Bode presents a trenchant critique of the supposed close / distant divide. She argues that both “distant reading” (as exemplified by Moretti/Jockers) and New Criticism’s “close reading” draw from the same poisoned root: the idea that texts are commensurable across and between different periods and cultural situations. One could take issue with Bode’s use of Moretti and Jockers as stand-ins for the diverse field of computational literary study. I’m more interested, though, in the second half of her paper.
There, she describes one path to rectifying this issue: well-documented and shared critical datasets that detail their history of construction, and precise types of works included (and excluded) from them. She singles out for praise the HathiTrust corpus for literary fiction, but suggests that it does not go far enough in describing the relationship between the dataset as it exists, and the historical “literary system” that produced the texts it contains. What is required, Bode argues, is an approach to corpus construction similar to the genre of the scholarly edition, which is uniquely sensitive to publication histories, revised editions, and the like, and which is understood by its readers/users as a scholarly argument in its own right:
The curated data set for a scholarly edition of a literary system is intended not as raw data. Rather, with its associated introduction and apparatus, it constitutes a historically contextualized model of literary-historical events and connections, and an interpretive intermediary between increasingly complex, digital disciplinary infrastructure and the requirements of literary-historical analysis.
A raft of these literary datasets might provide a more solid foundation for what she terms “data-rich” history (a term I rather like!)
Bode’s approach to historical datasets as critical editions is a useful reminder (albeit one in a field now quite full of them) that dataset construction is an historical argument. However, her argument ends before grappling with the problem of recombination and commensurability. Bode does not discuss the mechanics of cross-dataset analysis and argumentation under this framework of critical data editions. Her argument largely describes the critical data corpus as a standalone entity that functions only within its own context:
For other researchers, including those currently using mass-digitized collections to locate particular authors and works in the historical contexts in which they operated, a scholarly edition of a literary system will provide a carefully, consistently, and explicitly historicized digital collection for this task. For researchers interested in analyzing large-scale trends in the publication, circulation, and reception of literary works, such an edition will provide a rigorously constructed and explained “shared” data set that could be analyzed and “combined in more ways that one” (Moretti 2005: 5).

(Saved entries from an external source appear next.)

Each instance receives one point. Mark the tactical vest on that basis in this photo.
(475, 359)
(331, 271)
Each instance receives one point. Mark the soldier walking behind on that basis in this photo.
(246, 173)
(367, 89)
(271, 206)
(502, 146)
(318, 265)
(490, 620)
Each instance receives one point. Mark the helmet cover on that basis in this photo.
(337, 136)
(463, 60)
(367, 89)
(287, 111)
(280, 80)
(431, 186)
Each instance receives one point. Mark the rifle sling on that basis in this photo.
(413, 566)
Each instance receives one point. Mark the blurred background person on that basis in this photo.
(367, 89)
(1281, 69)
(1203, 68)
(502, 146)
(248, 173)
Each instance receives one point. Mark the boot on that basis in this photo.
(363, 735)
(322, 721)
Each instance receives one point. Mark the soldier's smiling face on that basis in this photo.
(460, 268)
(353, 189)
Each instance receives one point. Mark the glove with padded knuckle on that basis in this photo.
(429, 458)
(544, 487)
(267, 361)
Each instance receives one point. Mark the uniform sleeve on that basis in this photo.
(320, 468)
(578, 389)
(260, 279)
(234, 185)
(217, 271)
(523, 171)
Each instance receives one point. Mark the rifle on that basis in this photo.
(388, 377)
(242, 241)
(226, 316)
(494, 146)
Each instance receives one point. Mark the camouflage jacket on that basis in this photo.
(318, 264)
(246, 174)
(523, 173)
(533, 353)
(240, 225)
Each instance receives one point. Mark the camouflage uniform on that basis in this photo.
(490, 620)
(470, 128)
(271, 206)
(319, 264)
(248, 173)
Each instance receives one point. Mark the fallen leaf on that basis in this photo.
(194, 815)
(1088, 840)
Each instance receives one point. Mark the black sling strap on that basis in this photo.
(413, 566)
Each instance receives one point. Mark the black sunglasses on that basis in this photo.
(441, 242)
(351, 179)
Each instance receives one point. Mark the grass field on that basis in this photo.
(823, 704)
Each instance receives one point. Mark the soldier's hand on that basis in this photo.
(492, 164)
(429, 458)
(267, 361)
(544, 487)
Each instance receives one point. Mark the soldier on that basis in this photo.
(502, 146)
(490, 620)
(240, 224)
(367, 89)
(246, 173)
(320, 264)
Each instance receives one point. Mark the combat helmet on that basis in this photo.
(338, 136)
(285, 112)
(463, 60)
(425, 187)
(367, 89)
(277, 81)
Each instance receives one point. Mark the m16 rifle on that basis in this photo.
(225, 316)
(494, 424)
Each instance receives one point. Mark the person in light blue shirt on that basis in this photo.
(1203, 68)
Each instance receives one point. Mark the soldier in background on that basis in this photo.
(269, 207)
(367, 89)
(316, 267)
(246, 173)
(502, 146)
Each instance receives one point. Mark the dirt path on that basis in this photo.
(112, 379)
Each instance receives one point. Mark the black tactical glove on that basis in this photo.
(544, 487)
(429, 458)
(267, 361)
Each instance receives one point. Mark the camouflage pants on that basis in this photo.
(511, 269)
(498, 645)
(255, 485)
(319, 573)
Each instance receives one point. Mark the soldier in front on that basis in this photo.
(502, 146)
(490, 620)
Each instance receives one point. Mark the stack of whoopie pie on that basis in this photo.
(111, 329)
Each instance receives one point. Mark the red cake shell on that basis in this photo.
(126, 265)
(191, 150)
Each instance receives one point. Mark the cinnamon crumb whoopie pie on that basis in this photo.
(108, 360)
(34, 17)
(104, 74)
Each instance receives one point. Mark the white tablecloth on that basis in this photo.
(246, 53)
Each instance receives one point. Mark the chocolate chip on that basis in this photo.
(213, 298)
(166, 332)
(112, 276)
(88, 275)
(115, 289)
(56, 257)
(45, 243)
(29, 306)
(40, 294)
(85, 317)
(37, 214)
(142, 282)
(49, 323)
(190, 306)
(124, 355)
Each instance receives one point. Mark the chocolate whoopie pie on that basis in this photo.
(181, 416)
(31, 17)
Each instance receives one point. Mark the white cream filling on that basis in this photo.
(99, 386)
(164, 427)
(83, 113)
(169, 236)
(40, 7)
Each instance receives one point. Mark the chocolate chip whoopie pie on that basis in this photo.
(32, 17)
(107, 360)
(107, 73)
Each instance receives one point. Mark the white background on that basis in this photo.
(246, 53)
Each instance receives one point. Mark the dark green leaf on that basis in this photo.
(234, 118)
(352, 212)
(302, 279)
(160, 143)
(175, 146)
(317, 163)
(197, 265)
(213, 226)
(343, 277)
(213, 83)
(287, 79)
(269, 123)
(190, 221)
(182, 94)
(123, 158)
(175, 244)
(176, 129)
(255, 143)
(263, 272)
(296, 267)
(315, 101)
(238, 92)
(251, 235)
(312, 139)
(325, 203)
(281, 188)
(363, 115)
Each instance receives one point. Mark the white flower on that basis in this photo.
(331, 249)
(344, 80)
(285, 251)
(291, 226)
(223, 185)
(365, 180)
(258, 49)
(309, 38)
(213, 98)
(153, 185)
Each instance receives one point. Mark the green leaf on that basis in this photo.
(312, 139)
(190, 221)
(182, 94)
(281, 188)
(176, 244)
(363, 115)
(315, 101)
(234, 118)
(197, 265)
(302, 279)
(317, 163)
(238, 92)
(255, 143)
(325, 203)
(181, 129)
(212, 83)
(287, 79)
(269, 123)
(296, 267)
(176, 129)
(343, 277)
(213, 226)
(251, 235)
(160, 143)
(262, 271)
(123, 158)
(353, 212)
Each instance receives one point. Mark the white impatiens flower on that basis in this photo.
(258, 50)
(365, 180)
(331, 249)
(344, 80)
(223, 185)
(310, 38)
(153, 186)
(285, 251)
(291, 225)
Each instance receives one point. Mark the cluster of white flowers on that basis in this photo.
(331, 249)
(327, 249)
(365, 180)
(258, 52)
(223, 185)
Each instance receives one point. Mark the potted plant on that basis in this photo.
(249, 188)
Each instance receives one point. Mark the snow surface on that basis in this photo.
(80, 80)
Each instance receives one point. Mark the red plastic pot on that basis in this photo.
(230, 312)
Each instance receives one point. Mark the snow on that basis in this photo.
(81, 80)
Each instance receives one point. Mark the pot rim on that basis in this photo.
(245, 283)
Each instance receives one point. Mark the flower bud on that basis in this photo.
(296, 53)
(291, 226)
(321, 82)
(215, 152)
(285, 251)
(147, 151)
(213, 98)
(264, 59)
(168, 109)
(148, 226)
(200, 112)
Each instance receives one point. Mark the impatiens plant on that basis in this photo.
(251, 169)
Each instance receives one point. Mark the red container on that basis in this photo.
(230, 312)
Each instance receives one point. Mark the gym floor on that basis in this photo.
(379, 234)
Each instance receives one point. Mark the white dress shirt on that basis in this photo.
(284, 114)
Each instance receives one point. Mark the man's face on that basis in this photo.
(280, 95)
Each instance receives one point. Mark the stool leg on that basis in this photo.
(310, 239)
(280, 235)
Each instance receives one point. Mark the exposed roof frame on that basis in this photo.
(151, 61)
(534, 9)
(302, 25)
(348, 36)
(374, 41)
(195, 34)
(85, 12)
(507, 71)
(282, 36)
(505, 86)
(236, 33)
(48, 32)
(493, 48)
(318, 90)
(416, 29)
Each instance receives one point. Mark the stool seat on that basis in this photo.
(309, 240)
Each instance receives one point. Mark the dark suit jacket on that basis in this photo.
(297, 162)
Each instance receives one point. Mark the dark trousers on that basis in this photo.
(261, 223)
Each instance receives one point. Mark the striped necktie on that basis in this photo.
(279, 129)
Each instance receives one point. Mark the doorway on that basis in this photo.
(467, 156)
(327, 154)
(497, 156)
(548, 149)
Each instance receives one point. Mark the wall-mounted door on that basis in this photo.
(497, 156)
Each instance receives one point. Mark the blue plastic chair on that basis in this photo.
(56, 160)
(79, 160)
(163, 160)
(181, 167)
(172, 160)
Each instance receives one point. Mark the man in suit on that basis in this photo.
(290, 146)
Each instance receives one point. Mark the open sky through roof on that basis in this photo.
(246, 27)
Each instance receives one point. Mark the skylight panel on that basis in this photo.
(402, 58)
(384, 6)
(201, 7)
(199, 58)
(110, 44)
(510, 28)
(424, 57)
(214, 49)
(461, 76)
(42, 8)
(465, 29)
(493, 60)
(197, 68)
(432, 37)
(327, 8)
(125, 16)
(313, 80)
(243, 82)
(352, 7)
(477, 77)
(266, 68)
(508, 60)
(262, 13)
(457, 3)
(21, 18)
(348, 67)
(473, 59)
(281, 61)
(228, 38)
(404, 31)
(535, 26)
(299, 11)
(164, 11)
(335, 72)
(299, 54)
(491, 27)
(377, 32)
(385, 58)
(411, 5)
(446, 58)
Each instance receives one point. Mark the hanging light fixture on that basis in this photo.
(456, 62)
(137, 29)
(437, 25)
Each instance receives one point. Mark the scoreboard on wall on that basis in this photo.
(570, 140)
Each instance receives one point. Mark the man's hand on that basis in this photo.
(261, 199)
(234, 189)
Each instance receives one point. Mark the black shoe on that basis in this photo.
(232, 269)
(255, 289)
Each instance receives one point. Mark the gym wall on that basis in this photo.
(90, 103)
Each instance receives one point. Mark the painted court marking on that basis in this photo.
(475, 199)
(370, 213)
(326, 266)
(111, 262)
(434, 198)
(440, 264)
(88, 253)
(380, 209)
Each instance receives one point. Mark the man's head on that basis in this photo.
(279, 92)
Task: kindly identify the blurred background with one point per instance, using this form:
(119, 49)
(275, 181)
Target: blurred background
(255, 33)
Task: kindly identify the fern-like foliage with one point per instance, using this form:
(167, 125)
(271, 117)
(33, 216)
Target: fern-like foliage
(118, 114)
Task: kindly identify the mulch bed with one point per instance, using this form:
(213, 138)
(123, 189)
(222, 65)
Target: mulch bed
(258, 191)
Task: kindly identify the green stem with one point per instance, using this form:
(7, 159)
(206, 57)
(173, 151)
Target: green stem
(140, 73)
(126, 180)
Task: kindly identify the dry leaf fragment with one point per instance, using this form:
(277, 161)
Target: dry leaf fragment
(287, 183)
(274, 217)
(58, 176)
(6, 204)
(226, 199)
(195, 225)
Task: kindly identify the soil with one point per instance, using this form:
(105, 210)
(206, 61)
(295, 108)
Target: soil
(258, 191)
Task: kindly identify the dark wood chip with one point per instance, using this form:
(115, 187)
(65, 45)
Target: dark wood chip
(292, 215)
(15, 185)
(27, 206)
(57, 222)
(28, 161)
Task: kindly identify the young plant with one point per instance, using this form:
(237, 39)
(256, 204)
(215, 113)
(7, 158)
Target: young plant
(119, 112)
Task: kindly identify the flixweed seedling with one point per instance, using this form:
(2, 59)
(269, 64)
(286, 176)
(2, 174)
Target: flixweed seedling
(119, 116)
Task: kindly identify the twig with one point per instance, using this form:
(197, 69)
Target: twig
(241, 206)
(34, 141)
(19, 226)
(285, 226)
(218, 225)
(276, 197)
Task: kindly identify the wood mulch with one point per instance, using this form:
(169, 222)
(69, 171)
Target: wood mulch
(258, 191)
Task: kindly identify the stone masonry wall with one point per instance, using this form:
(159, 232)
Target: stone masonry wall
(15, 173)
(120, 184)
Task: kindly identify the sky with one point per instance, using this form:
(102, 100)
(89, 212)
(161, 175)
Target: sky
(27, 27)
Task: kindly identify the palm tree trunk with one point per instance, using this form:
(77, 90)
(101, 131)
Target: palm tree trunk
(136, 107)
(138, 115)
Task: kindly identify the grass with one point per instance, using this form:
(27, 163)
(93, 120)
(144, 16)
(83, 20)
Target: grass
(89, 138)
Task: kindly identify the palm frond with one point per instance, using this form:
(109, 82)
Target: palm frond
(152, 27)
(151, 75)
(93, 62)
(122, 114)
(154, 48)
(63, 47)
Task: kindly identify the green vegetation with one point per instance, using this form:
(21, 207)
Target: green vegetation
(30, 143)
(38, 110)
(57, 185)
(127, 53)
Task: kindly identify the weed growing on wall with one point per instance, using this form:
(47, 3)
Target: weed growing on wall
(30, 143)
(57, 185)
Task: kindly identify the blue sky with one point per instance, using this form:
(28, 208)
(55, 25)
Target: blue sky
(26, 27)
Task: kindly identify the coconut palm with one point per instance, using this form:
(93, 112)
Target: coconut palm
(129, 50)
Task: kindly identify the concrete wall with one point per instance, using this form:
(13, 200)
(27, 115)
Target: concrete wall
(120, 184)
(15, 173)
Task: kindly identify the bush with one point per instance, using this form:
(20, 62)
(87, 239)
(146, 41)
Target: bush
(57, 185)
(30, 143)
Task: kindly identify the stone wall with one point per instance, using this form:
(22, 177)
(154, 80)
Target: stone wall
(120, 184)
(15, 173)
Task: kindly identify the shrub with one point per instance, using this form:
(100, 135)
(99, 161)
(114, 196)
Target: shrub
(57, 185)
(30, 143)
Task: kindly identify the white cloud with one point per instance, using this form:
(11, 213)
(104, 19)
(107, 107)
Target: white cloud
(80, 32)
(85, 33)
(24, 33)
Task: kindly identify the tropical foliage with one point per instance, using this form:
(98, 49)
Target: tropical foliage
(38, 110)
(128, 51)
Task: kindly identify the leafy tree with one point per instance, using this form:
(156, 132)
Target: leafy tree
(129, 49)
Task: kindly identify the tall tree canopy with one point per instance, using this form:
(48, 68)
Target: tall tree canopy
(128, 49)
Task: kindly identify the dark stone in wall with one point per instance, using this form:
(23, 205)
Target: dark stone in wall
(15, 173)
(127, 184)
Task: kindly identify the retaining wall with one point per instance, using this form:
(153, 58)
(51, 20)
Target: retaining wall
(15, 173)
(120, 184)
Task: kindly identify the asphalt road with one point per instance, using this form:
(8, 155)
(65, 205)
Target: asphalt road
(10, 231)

The key word here is “consistently”. If we want to use data-rich methods that rely on commensurability between records, we need to be selective enough in our dataset construction that all the constituent records are, in fact, commensurable - at least by the given scholar’s definition of “commensurable”. However, we have very few disciplinary norms for negotiating the commensurability of cultural datasets. How will we arbitrate which corpora we are allowed to compare and combine?
Bode gestures to this issue implicitly, invoking Alan Liu:
Describing the relationship of postmodern historicism to the database, Liu notes that of neither form does one ask, what is the meaning of this whole? Rather, the question becomes, how does this complex system I am investigating appear from this particular perspective or this one?
Bringing together multiple collections, with their multiple perspectives, in service of a common question is a crucial way of identifying collection-specific biases, while similarly understanding which features of one’s results are robust across different datasets.2 In the history of art (more so, perhaps, than even in literary studies), we are painfully dependent on multiple collections and their expression as structured data.3 For example, I have written and spoken previously about the challenges I encountered when trying to interrogate two separate museum datasets from the Rijksmuseum and the British Museum, each built according to different ontologies.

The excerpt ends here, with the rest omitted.